Hadoop Single node cluster quick setup

Installing Java
a. apt-get update.
b. apt-get install openjdk-8-jre.
c. apt-get install openjdk-8-jdk.

Installing ssh (Secure Shell)
a. sudo apt-get -y install openssh-server
b. ssh-keygen -t rsa
c. cd .ssh <press enter>
d. cp id_rsa.pub authorized_keys
e. sudo service ssh restart
f. ssh <hostname>

Installing Hadoop
a. Make a setup directory e.g. /home/hdfs/setups.
b. Download and copy all tar files inside setups. (Link provided below)
c. Untar the hadoop tar using tar –xf hadoop-3.3.0.tar.gz
d. Update the configuration files.

Hadoop-env.sh
a. Uncomment and update the JAVA_HOME variable with current installed Java
path.
b.
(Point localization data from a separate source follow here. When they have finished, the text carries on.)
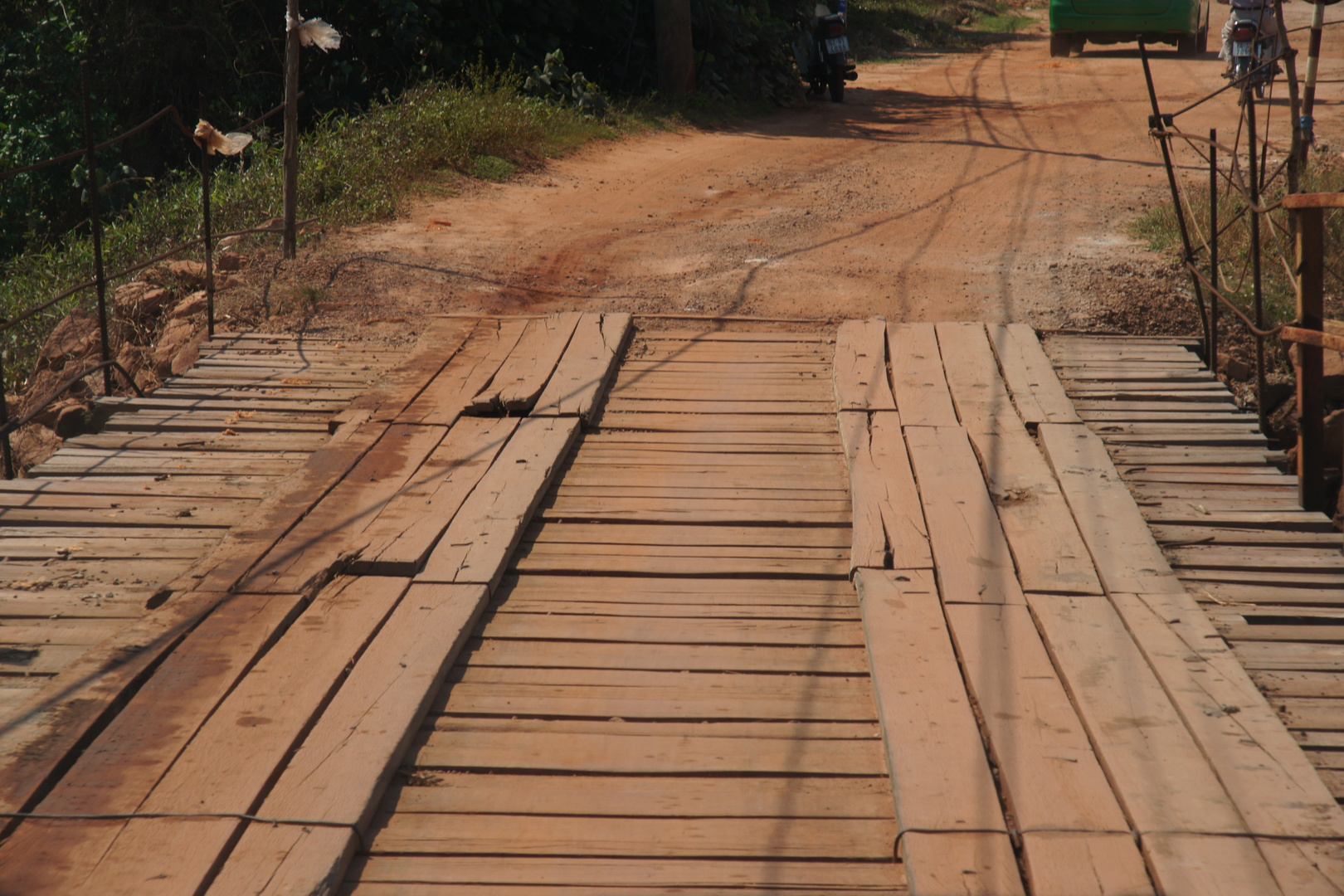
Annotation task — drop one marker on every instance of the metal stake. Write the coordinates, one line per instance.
(1159, 124)
(290, 240)
(1262, 412)
(205, 227)
(95, 225)
(1213, 249)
Update the HADOOP_LOG_DIR variable with location of log directory.
c. For e.g. log location /home/hdfs/tmp/logs

Core-site.xml
a. Update the core-site.xml as follows
<configuration>
<property>
<name>hadoop.tmp.dir</name>
<value>/home/hdfs/tmp/hadoop</value>
</property>
<property>
<name>fs.default.name</name>
<value>hdfs://localhost:9000</value>
</property>
</configuration>

Hdfs-site.xml
a. Update the hdfs-site.xml as follows
<configuration> <property> <name>dfs.replication</name> <value>1</value> </property> <property> <name>dfs.name.dir</name> <value>file:///home/hadoop/hadoopdata/hdfs/namenode</value> </property> <property> <name>dfs.data.dir</name> <value>file:///home/hadoop/hadoopdata/hdfs/datanode</value> </property> </configuration>

Mapred-site.xml
a. Update the mapred-site.xml as follows
<configuration> <property> <name>mapreduce.framework.name</name> <value>yarn</value> </property> </configuration>

Yarn-site.xml
a. Update the yarn-site.xml as follows

<configuration>
<property>
<name>yarn.nodemanager.aux-services</name>
<value>mapreduce_shuffle</value>
</property>
</configuration>

Add the Java home path and Hadoop home path in /home/hdfs/.bashrc at the end of
the file.

export HADOOP_HOME=/home/hdfs/setups

export HADOOP_INSTALL=$HADOOP_HOME

export HADOOP_MAPRED_HOME=$HADOOP_HOME

export HADOOP_COMMON_HOME=$HADOOP_HOME

export HADOOP_HDFS_HOME=$HADOOP_HOME

export YARN_HOME=$HADOOP_HOME

export HADOOP_COMMON_LIB_NATIVE_DIR=$HADOOP_HOME/lib/native

export PATH=$PATH:$HADOOP_HOME/sbin:$HADOOP_HOME/bin

export JAVA_HOME=/usr/lib/jvm/java-8-openjdk-amd64

export PATH=$PATH:$JAVA_HOME/bin

Format the namenode
a. Go to $HADOOP_HOME directory by “cd $HADOOP_HOME”
b. And then hit “bin/hadoop namenode -format”.

Start all services –
a. Be in the $HADOOP_HOME directory.
b. Enter “bin/start-all.sh”
c. This will start all the Hadoop services on your machine.
d. Hit command “jps” to check which hadoop services are running.

Check Portals
a. Open browser.
b. Enter localhost:8088 to open application manager portal.
c. Enter localhost:9000 to open namenode portal.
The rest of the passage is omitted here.